Managed IT can be a rough business. Virtually all of your business is dependent upon your reputation, and that is a disturbingly fragile thing. This is why you invest so much in technology consulting marketing, and still, you can come up short. Worst of all, no amount of diligence can protect you from the inevitability of having a bad employee on your staff. Too many managers prefer to ignore a problem like this because it can be so difficult to correct, but that is a mistake. When you see just how much damage can be done by one employee, you’ll commit to keeping your staff as elite as possible.
Not everything done by a bad employee can be expressed in dollar signs. That hasn’t stopped researchers from trying anyway. CareerBuilder conducted a survey in 2013. While the data is a few years old now, it can give a strong idea of how much one employee can do. The survey received responses from roughly 6,000 hiring managers. Among them, 27 percent said that they experienced problems with a bad employee that cost their company $50,000 or more. That’s not chump change, and it only reflects one employee. Stay in business long enough and you’ll see more than your fair share of these undesirable workers.
Reputation
One of the easiest ways for an employee to hurt a company is through their reputation. Reputation damage is hard to quantify. You get revenue losses from dissatisfied customers, but you also lose potential revenue from referrals. In managed IT, even a simple security mistake can lead to a data breach that cripples your reputation. Imagine how easily a disgruntled employee could destroy the name you work so hard to build. Countless hours and dollars expended on your technology support company marketing can be lost all too quickly.
Workflow
A more quantifiable number, workflow is where the bulk of that $50,000 estimate originates.

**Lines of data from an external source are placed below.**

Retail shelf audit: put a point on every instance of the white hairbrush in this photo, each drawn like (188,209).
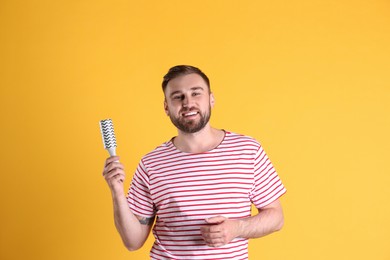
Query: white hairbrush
(108,135)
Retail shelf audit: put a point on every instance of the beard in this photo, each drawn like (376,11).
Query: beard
(191,126)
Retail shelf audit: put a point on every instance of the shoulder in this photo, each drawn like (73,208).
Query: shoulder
(235,138)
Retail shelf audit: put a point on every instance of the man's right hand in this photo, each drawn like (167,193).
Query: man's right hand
(114,174)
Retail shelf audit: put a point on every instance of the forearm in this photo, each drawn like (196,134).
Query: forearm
(130,229)
(267,221)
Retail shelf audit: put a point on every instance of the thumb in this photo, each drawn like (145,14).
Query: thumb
(215,220)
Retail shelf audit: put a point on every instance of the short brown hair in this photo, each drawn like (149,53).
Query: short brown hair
(181,70)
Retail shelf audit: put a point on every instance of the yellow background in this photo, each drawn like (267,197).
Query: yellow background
(309,79)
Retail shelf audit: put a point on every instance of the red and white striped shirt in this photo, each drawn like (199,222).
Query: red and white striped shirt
(183,189)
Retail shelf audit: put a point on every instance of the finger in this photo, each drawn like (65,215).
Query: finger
(215,220)
(113,173)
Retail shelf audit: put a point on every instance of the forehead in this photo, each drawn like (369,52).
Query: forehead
(185,83)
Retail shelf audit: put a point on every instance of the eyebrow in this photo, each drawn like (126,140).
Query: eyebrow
(193,88)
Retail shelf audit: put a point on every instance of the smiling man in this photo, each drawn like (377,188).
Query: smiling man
(199,186)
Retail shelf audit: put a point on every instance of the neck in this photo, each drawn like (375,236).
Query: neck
(202,141)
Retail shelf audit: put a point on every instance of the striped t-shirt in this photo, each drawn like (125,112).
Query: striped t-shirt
(183,189)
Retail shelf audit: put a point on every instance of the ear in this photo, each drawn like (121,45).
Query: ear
(166,107)
(212,100)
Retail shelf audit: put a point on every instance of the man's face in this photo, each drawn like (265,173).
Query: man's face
(188,102)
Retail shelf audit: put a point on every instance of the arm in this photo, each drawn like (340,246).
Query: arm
(133,229)
(268,220)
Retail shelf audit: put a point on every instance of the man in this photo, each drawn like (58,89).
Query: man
(199,186)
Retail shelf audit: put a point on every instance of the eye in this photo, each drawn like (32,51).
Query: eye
(178,97)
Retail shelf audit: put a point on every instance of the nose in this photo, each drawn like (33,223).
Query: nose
(186,101)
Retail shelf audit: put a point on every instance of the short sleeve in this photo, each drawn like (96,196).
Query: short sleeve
(139,197)
(267,186)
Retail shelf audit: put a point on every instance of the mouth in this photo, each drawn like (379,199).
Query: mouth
(190,114)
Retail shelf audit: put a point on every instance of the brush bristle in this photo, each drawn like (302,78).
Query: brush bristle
(108,135)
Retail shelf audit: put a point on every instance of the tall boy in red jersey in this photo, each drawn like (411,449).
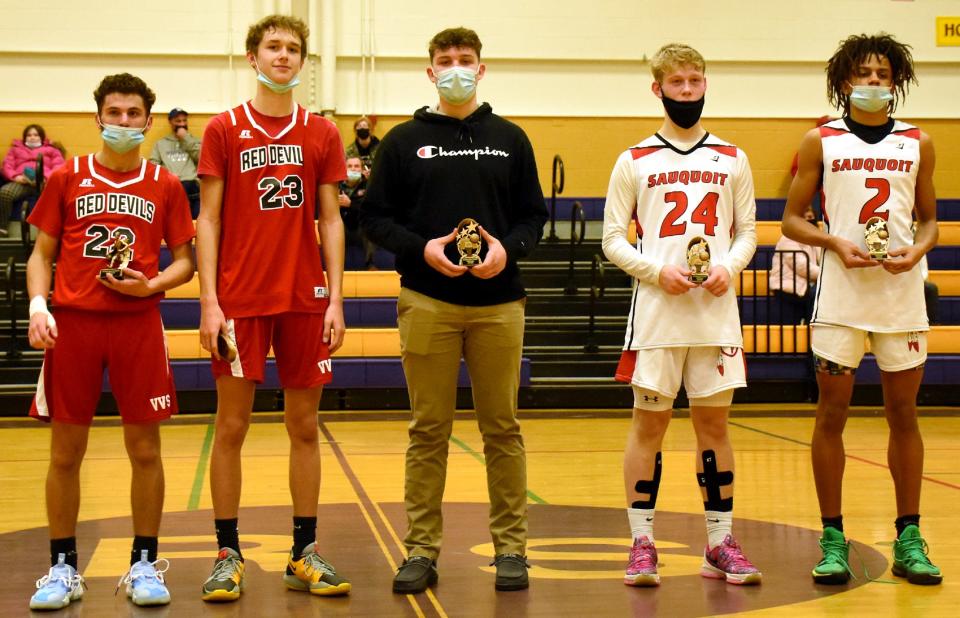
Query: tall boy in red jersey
(88,205)
(263,165)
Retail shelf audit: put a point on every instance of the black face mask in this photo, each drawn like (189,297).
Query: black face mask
(684,114)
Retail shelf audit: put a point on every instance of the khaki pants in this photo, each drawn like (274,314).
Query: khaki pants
(434,335)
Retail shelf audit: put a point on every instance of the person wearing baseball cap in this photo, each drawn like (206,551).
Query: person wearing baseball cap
(179,152)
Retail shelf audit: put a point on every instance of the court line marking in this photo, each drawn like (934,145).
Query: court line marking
(847,455)
(366,505)
(479,457)
(194,502)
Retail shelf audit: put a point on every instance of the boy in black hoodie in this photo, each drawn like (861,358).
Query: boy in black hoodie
(453,161)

Bad employees are typically unproductive, but since IT usually requires collaboration, the shortcomings of one bad employee can easily impact the productivity of all of their peers. This slows turnaround times leads to redoing work that should be completed and just costs money all around.
Morale
This brings us to the final point. The good employees who get stuck with the underperformer’s slack tend to lose morale. This can extend beyond project peers and even impact the mood of managers. When that happens, negativity proliferates quickly. If you consider the cost of a single bad employee, think about how much more damage they can do through lowering morale. When left unchecked, one bad egg can lead to many more.
All of this brings us to a simple point. You can’t leave bad employees alone. Since firing can be a risky prospect at times, remember all of the tools at your disposal. Coaching, reassignment, and incentives can sometimes turn a bad employee into an asset. When those efforts fail, firing might be the only way. What matters most is that you remember just how great a risk one bad employee can pose. That should help motivate you to hire exclusively and act without hesitation or else risk undoing the entire effort of your technology services marketing.